Zhang Zhiheng, Chen Hui, Han Lin, Liu Kai, Du Shan, Gao Ruifeng
College of Veterinary Medicine, Inner Mongolia Agricultural University, Hohhot, China; Key Laboratory of Clinical Diagnosis and Treatment Techniques for Animal Disease, Ministry of Agriculture, Inner Mongolia Agricultural University, Hohhot, China.
College of Veterinary Medicine, Inner Mongolia Agricultural University, Hohhot, China; Key Laboratory of Clinical Diagnosis and Treatment Techniques for Animal Disease, Ministry of Agriculture, Inner Mongolia Agricultural University, Hohhot, China.
Free Radic Biol Med. 2024 Nov 20;225:87-97. doi: 10.1016/j.freeradbiomed.2024.09.038. Epub 2024 Sep 26.
Numerous preclinical studies have demonstrated that prolonged exposure to propofol (A general anaesthetics) can lead to hippocampus injury in immature brains and impact long-term learning and memory functions. Neuroinflammation plays a pivotal role in the impairment of brain function associated with early exposure to anesthetic drugs. Nevertheless, the involvement of hippocampal pyroptosis and neuroinflammation mediated by the NLRP3/caspase-1 signaling cascade in propofol-induced developmental neurotoxicity remains unclear.

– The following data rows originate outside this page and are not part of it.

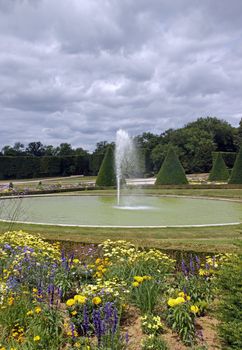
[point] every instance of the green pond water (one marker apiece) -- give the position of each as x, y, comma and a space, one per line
133, 211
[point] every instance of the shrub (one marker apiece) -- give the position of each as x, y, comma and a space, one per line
171, 171
155, 343
106, 175
219, 170
236, 175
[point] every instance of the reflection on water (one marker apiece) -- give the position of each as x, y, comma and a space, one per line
133, 211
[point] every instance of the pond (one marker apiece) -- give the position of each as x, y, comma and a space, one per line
134, 211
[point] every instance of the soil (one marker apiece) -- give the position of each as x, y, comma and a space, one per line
206, 326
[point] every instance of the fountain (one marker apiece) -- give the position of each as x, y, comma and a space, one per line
125, 158
126, 210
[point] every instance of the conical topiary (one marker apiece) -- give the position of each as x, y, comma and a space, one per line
171, 171
236, 175
106, 175
219, 170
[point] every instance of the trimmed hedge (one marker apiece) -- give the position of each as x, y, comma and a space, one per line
171, 171
106, 175
219, 170
30, 167
236, 175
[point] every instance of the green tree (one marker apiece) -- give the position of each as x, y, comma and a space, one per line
65, 149
106, 175
236, 175
171, 172
35, 149
219, 170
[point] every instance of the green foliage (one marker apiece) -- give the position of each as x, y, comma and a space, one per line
236, 175
151, 324
230, 309
154, 343
219, 170
200, 288
171, 172
145, 294
228, 157
29, 166
106, 175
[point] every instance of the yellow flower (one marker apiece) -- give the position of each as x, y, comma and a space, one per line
172, 302
80, 299
135, 284
70, 302
37, 338
37, 310
194, 309
138, 279
10, 301
180, 300
96, 300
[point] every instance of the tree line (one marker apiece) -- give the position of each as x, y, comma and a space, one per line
195, 144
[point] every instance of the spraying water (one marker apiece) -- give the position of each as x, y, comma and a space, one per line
125, 158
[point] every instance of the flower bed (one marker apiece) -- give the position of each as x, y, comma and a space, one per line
102, 299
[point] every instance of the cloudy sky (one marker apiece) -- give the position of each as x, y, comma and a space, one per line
77, 70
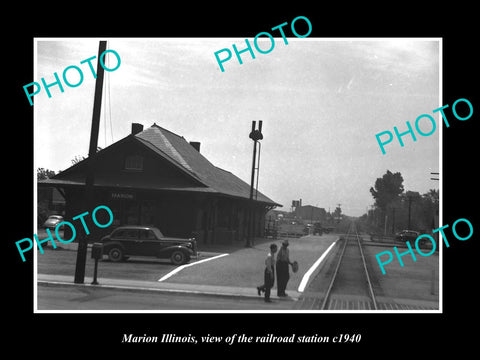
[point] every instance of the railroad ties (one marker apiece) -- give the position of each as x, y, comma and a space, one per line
346, 283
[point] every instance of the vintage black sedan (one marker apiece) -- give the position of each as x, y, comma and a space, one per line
132, 240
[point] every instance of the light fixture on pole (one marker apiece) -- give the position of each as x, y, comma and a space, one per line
255, 135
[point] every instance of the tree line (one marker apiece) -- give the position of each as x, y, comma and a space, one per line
395, 209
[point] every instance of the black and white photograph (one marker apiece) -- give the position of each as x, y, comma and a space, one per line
197, 191
285, 183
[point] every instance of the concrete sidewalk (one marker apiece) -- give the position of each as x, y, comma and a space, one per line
137, 285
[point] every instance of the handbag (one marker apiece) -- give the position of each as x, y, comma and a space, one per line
295, 266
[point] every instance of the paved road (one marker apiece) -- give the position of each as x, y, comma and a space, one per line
75, 297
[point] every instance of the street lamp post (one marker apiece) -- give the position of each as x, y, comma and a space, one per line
255, 135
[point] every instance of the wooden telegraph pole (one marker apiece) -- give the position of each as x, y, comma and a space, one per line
255, 135
97, 105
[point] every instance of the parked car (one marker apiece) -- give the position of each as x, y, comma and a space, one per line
147, 241
52, 221
407, 235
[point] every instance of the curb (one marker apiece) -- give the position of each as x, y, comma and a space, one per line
136, 288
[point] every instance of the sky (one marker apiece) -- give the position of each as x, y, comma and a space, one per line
322, 101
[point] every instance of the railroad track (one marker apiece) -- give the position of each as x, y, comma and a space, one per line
350, 286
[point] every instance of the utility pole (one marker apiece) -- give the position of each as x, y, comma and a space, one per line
409, 211
255, 135
97, 105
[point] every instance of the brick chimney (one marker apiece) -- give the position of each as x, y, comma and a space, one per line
136, 128
196, 145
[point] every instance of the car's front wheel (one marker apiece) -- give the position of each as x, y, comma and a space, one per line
178, 257
115, 254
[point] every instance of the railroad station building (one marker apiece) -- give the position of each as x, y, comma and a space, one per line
155, 177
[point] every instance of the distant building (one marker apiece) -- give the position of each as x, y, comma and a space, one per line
155, 177
311, 213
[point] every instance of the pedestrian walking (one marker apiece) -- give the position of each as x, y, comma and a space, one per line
269, 274
282, 265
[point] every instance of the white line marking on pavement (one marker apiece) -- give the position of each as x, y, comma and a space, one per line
310, 271
180, 268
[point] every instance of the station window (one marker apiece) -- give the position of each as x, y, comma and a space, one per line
134, 162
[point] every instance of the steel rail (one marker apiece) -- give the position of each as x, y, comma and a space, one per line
370, 287
332, 281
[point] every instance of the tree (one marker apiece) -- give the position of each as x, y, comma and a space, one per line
387, 189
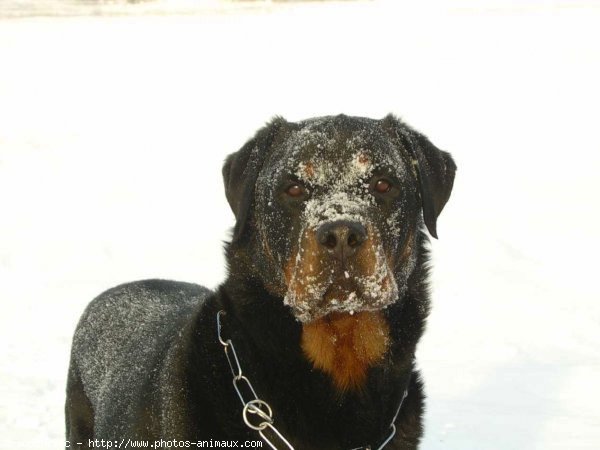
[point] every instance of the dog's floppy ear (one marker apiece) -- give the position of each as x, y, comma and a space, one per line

Postnatal day (PND) 7 SD rats, PC12 cells, and HAPI cells were used to establish propofol neurotoxicity models in vivo and in vitro, respectively. We examined the potential hippocampal injury and cognitive dysfunction caused by propofol in neonatal rats through the NLRP3/caspase-1 signaling pathway using MCC950 and VX765 to inhibit the pathway. This investigation involved assessing histological changes in the hippocampus, behavioral performance in adulthood, NLRP3-related pyroptosis indicators, and neuroinflammatory cytokines.
Both in vivo and in vitro studies have demonstrated that exposure to propofol activates the NLRP3/caspase-1 signaling cascade in the hippocampus of PND7 rats, leading to pyroptosis, neuroinflammation, and subsequent hippocampal injury and behavioral changes in adulthood. However, MCC950 and VX765 inhibit the NLRP3/caspase-1 signaling cascade, reversing the developmental neurotoxicity of propofol.
Our study findings suggest that negative regulation of NLRP3/caspase-1 activation may serve as a potential therapeutic strategy for developmental neuroinflammation induced by propofol.
大量临床前研究表明,长时间暴露于丙泊酚(一种全身麻醉剂)可导致未成熟大脑的海马体损伤,并影响长期学习和记忆功能。神经炎症在与早期接触麻醉药物相关的脑功能损害中起关键作用。然而,NLRP3/半胱天冬酶-1信号级联介导的海马体焦亡和神经炎症在丙泊酚诱导的发育性神经毒性中的作用仍不清楚。
分别使用出生后第7天的SD大鼠、PC12细胞和HAPI细胞在体内和体外建立丙泊酚神经毒性模型。我们使用MCC950和VX765抑制该通路,通过NLRP3/半胱天冬酶-1信号通路研究丙泊酚对新生大鼠潜在的海马体损伤和认知功能障碍。该研究包括评估海马体的组织学变化、成年后的行为表现、NLRP3相关的焦亡指标和神经炎症细胞因子。
体内和体外研究均表明,暴露于丙泊酚会激活出生后第7天大鼠海马体中的NLRP3/半胱天冬酶-1信号级联,导致焦亡、神经炎症以及随后成年期的海马体损伤和行为变化。然而,MCC950和VX765抑制NLRP3/半胱天冬酶-1信号级联,逆转了丙泊酚的发育性神经毒性。
我们的研究结果表明,对NLRP3/半胱天冬酶-1激活的负调控可能作为丙泊酚诱导的发育性神经炎症的潜在治疗策略。